Der Betrag ist eine Schätzung, da keine Anfangslesung der Strom- und Wassermesser vorliegt und der Gaszähler fehlt. Dies betrifft die Zahlungen der „Tridentina“ für die Versorgungsleistungen der Dienstwohnung von 2003 bis 2012. Die Anzeige wurde im Februar 2024 vom Rechtsbüro des Kommandos der Alpentruppen in Bozen erstattet.

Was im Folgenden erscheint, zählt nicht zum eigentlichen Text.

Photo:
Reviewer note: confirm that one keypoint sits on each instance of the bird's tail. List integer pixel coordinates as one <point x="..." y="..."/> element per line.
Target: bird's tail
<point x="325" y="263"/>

Die Richter haben die Auffassung der Staatsanwaltschaft zur Absicht akzeptiert, die aus einer Bescheinigung über Verbrauchswerte abgeleitet wurde, die vom Militär unterzeichnet wurde. Diese sollte die Verantwortlichen der Vermögensverwaltung in die Irre geführt haben. Die Staatsanwaltschaft stellte auch die Position zweier Kommandanten des Stabsunterstützungsbereichs „Tridentina“ in Frage und forderte von ihnen die Rückzahlung von 3.700 und 1.100 Euro, da sie ein „unterlassenes Verhalten“ wegen unzureichender Kontrollen der Ausgaben für Versorgungsdienste gezeigt hätten und öffentliche Mittel, die „unrechtmäßig ausgegeben“ wurden, nicht zurückgeholt hätten. Laut den Richtern können diese Verhaltensweisen jedoch nicht den Kommandanten zugeschrieben werden und könnten in einem disziplinarischen Verfahren anders gewichtet werden.